Mais plutôt que d’adopter l’une des deux approches mentionnées ci-dessus comme modèle explicatif pour comprendre le programme de vélos en libre-service, nous essaierons de montrer que ces deux démarches (notamment le mobility turn) se reflètent, indirectement, dans la manière dont le débat associé au projet s’est déroulé. À la manière de certains travaux (Callon, 1999 ; Mondada, 2000, Law and Urry, 2011), nous souhaitons observer, à travers le récit de l’histoire du Vélib’, la façon dont s’imbrique ou se performe le discours académique sur les infrastructures urbaines et l’histoire du système. Ces auteurs s’accordent effectivement à signaler la manière dont les faits scientifiques, les discours et les théories, non seulement circulent dans le monde académique, mais aussi agissent sur le monde qu’ils décrivent, assemblant des réalités plus ou moins durables. Ce point nous semble central pour notre exploration pragmatiste du récit des origines du programme : nous ne considérerons donc pas l’expérimentation de VLS et l’espace parisien comme des catégories stables, mais bien comme le résultat d’une action compositionnelle pour laquelle se définissent différents types d’objets, associations, représentations et agents.
Nous mettrons donc en évidence le travail effectué par les écologistes (et leurs sympathisants militants du vélo) pour politiser la nouvelle technologie de transport et les catégories qui lui sont associées, face à une autre forme de politique défendue par les promoteurs du service.
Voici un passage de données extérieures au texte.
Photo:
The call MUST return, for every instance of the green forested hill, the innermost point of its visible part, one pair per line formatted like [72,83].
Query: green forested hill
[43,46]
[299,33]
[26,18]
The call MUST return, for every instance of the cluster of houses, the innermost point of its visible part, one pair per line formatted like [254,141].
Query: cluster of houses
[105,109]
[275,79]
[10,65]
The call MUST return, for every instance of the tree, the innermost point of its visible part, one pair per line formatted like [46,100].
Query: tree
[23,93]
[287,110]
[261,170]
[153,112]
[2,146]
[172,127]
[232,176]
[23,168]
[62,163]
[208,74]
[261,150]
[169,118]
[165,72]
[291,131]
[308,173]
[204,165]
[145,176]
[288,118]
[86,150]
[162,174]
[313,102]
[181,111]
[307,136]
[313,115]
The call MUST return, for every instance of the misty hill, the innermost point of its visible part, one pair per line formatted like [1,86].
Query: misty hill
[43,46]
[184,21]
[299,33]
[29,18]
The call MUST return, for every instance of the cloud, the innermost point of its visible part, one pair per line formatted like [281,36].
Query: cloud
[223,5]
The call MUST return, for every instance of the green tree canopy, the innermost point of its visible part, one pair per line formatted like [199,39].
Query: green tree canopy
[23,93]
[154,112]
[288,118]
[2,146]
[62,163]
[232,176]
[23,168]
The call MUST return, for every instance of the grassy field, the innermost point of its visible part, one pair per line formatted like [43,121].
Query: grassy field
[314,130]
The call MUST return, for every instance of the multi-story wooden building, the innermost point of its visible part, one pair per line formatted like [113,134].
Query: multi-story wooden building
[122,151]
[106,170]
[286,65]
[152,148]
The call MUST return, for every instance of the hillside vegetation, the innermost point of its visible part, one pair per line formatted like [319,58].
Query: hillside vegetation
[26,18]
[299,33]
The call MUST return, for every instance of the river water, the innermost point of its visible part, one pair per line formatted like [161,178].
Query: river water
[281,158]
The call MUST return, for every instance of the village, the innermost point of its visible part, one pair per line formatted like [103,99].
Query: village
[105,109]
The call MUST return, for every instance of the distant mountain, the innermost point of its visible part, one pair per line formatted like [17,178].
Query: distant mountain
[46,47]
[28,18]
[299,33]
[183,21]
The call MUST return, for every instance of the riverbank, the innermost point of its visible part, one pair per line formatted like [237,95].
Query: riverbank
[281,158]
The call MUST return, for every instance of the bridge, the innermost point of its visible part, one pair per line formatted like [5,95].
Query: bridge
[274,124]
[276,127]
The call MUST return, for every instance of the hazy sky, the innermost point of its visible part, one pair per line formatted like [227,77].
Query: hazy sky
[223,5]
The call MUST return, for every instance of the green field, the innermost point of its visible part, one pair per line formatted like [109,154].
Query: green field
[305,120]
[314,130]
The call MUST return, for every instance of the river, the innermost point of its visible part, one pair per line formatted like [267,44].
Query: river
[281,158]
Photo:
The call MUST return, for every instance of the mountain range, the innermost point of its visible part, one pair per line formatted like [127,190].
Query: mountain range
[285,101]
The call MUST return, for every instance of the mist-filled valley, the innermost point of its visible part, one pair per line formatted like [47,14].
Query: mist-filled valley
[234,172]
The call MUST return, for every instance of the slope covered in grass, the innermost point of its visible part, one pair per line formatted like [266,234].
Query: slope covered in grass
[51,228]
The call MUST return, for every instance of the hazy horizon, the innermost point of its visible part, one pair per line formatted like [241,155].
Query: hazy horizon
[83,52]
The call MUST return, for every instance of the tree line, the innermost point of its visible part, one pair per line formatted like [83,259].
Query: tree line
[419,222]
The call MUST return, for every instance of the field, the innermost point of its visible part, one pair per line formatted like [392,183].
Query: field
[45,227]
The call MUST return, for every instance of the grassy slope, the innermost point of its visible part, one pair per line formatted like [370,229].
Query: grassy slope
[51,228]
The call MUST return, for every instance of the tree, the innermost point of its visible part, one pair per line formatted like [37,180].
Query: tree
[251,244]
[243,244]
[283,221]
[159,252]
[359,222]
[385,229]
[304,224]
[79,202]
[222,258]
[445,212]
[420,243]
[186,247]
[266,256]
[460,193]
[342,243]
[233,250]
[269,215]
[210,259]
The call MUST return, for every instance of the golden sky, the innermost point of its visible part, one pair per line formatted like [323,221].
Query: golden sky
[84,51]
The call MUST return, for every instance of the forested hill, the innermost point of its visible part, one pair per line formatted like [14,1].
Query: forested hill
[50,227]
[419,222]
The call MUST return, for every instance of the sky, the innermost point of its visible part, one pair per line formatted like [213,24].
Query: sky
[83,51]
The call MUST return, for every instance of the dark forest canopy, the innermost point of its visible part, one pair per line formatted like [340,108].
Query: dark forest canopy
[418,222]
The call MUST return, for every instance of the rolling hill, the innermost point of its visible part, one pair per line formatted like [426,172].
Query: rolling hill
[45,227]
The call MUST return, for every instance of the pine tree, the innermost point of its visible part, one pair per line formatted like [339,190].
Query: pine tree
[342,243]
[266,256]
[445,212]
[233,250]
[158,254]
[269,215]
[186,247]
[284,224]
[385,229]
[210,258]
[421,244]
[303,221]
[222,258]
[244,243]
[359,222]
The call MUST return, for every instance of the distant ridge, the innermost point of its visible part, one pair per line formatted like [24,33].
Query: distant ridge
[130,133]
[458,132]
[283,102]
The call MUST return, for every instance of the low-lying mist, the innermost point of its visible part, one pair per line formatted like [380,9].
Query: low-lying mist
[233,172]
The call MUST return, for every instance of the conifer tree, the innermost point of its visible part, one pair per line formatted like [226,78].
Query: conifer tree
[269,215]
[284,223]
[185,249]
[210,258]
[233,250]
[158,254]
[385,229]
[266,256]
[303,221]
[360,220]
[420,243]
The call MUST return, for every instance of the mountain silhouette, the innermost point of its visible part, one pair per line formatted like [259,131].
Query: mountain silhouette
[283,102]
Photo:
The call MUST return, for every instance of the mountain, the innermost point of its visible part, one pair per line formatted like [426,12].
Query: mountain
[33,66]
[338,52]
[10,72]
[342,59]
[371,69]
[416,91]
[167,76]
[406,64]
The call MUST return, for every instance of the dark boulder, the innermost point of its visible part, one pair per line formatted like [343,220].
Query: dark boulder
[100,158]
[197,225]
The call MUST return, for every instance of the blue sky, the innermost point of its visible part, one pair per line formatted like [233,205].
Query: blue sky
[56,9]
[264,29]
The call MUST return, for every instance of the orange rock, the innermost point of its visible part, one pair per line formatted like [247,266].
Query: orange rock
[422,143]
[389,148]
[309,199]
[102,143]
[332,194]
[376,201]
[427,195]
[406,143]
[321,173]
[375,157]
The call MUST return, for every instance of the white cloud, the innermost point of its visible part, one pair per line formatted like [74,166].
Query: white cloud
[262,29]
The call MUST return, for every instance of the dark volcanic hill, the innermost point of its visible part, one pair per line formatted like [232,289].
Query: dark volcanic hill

Via la restitution des justifications (Boltanski et Thévenot, 1991) et opérations matérielles qui ont permis de donner vie à la technologie de VLS, nous montrerons que la genèse du Vélib’ a été marquée par la confrontation politique et morale entre différentes propositions sur le caractère durable et écologique du nouveau système. L’hypothèse ici esquissée serait que la stabilisation du projet – et sa « grandeur écologique » (Lafaye et Thévenot, 1997) – est le résultat d’un travail de ses promoteurs pour faire de la nouvelle technologie un objet incontournable et nécessaire au développement durable de Paris, parvenant à neutraliser et internaliser les critiques émises par les opposants au projet.
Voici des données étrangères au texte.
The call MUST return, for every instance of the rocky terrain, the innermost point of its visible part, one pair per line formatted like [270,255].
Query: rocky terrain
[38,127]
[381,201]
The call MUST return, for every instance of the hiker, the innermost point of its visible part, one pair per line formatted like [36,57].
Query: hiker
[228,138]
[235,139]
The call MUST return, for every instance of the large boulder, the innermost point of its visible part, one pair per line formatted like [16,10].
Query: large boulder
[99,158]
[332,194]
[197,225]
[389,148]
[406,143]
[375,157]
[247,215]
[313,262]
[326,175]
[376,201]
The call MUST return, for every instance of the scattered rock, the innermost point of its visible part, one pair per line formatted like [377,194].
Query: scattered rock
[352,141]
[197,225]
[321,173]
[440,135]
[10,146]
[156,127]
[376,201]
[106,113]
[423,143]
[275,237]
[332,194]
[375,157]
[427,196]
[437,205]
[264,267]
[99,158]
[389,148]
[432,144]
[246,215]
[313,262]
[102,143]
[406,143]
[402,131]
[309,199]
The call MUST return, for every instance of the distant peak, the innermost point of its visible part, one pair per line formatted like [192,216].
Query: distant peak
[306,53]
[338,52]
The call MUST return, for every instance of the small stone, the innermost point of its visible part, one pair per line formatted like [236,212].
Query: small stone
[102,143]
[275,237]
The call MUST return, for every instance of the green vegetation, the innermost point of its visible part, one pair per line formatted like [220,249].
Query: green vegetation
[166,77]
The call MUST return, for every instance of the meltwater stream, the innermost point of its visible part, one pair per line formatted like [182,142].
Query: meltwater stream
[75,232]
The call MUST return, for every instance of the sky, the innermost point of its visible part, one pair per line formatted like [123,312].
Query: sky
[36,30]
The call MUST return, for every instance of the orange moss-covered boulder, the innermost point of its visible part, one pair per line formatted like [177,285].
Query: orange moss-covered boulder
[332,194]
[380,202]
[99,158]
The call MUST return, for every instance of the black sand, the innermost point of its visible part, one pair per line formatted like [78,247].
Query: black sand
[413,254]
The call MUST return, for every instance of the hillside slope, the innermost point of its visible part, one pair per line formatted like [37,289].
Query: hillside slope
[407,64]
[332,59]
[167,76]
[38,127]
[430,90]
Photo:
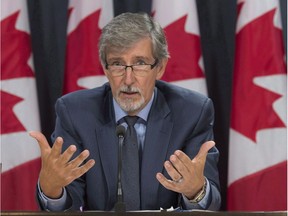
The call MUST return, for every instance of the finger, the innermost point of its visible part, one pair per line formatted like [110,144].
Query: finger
[67,154]
[57,148]
[42,141]
[181,161]
[168,184]
[204,149]
[78,172]
[172,172]
[79,159]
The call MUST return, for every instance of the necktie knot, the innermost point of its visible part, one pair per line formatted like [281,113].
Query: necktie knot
[131,120]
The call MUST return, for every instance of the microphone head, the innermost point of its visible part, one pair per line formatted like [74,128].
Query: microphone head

S’appuyant sur une méthodologie d’étude des controverses (Callon, 1981a ; Barthe, 2010 ; Remy, 2010 ; Lemieux, 2007 ; Yaneva, 2012), nous chercherons dans ce chapitre à situer les origines du Vélib’, à travers l’examen de certaines de phases de définition matérielle et politique du projet. En particulier, nous analyserons les controverses liées aux différentes propositions « écologiques » qui sont nées au moment de la conception du projet, principalement entre les membres du parti des Verts (qui ont formulé un certain nombre de critiques qu’on qualifiera d’« éco-critiques ») et les promoteurs du service. En effet, les travaux s’inscrivant dans le champ de la sociologie des sciences et des techniques ont démontré que les instances de controverses sont particulièrement propices à l’analyse de la manière dont certaines options technologiques (Callon, 1981 ; Akrich, 1987 ; Pinch et Bijker, 1987) scientifiques (Latour 2001) ou d’infrastructure (Graber, 2009) l’emportent sur d’autres. Cette méthodologie d’étude des controverses nous semble ainsi pertinente pour décrire le processus de « flexibilité interprétative » qu’a suscité l’artefact de transport, et les éléments mis en jeu pour établir une vision « publique » de l’écologie.
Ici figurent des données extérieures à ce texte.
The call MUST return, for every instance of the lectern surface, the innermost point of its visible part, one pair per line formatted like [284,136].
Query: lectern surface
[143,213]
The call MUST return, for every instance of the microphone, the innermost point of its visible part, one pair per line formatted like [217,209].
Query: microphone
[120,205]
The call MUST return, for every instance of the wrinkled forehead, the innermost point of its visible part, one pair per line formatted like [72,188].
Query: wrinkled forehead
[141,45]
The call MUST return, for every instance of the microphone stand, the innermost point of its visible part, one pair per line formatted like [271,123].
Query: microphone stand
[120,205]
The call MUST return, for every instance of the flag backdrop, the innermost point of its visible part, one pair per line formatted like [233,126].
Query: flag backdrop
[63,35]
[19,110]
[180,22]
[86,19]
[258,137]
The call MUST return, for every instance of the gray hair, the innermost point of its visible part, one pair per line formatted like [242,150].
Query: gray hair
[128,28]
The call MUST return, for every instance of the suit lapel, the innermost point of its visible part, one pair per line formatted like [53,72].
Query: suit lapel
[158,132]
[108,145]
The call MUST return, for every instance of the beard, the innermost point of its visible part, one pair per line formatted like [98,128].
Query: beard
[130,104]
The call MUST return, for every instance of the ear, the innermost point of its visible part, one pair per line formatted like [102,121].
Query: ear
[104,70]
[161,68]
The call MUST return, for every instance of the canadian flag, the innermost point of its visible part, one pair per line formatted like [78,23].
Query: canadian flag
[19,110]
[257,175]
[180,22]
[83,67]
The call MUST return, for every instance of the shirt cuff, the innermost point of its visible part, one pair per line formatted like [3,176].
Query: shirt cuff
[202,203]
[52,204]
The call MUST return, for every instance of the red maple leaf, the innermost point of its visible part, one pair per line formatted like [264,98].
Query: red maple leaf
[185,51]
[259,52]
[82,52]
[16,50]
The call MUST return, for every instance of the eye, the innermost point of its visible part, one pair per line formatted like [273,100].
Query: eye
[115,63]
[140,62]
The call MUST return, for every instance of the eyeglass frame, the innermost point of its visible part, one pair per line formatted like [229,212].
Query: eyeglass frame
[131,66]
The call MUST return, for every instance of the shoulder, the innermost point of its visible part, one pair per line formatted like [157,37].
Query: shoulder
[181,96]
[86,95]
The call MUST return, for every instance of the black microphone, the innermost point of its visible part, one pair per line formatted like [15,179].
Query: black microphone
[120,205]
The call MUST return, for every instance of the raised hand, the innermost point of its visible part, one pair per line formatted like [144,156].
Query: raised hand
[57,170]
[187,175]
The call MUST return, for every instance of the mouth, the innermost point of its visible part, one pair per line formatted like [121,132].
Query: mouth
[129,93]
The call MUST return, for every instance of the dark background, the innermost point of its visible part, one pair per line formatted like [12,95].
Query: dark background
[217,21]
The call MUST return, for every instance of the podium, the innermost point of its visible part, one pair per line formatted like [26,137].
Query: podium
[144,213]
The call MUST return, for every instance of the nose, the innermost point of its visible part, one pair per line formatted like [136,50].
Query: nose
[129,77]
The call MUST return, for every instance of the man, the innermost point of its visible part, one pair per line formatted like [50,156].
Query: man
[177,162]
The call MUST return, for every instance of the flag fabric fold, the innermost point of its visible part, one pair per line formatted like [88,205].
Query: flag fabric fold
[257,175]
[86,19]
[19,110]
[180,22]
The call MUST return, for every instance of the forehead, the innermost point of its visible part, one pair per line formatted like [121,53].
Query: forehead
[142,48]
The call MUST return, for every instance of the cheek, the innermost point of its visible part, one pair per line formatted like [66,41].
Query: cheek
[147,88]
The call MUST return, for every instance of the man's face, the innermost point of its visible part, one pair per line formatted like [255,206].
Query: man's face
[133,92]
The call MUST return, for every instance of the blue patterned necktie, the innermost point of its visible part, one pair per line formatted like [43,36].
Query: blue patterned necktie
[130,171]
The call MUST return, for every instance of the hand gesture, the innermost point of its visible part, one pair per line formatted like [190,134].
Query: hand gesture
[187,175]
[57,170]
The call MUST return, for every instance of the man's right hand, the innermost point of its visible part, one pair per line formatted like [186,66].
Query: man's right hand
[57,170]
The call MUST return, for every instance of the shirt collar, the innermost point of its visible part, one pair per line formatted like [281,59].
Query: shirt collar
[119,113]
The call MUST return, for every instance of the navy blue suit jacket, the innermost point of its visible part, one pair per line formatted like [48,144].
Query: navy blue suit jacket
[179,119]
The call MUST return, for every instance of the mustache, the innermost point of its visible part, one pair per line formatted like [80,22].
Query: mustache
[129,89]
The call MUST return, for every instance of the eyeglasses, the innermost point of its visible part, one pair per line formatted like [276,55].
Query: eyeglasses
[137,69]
Premiers pas de l’élaboration du projet Vélib’
L’effet Vélo’v sur Paris
Le projet d’installation d’un système de vélos publics à Paris apparaît fin 2005, après la constatation du grand succès remporté par l’expérience lyonnais, le premier système de VLS à grande échelle en France, baptisé Vélo’v. Mis en place en 2005 par l’entreprise JCDecaux, sous la modalité contractuelle d’un couplage vélos en libre-service/gestion de parts publicitaires, le dispositif avait remporté une extraordinaire adhésion en un an de fonctionnement, avec plus de 4 millions de locations et plus 60 000 abonnés. Lyon passait ainsi du statut de ville peu reconnue pour l’usage du vélo, à celui de ville enviée par tout le monde pour son nouveau système de vélo urbain, signe de modernité et icône du ‘développement durable’. Dans un reportage du quotidien Libération, un journaliste soutenait la nouvelle technologie de transport aurait eu « un succès phénoménal auquel ni les élus, ni Jean-Claude Decaux ne s’attendaient » (Geraud, 2007) .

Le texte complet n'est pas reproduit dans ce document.